Mistress of Death Review: Caleb Wilde ‘Confessions of a Funeral Director’


Coming from several generations of funeral directors on either side of his family, Caleb Wilde has spent the majority of his life in or around funeral homes. His new book Confessions of a Funeral Director: How the Business of Death Saved My Life is less secrets of the funeral home and more a guide to the spiritual world surrounding the death industry.

Caleb Wilde by no means shields the readers from his religious views as many modern books on death and the business of dying have. He’s a proud believer in God, and discusses his devotion and doubts in equal measure. He is fair in his approach and his words have little to no judgement in them.

Confessions of a Funeral Director was a difficult book for me to tackle.
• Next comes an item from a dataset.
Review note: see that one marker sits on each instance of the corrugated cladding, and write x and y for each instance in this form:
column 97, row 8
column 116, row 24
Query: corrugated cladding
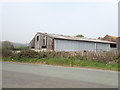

Five months ago, my father passed away from an unexpected bout with brain cancer. More than a handful of times, I found myself reaching for a stack of tissues while reading this book. Wilde is careful to describe grief not as something that should be handled quickly and with sudden closure, but rather as a process and something that sticks with us through our lives. He often quotes the famed writer Elizabeth Kubler-Ross and doesn’t shy away from modern descriptions such as “death positive.”

While I was expecting a book that was a bit more about random events and secrets inside a funeral home, I did find myself enjoying a book that spent more time acting as a tool for comfort and growth.

Confessions of a Funeral Director: How the Business of Death Saved My Life is now available from Harper One books.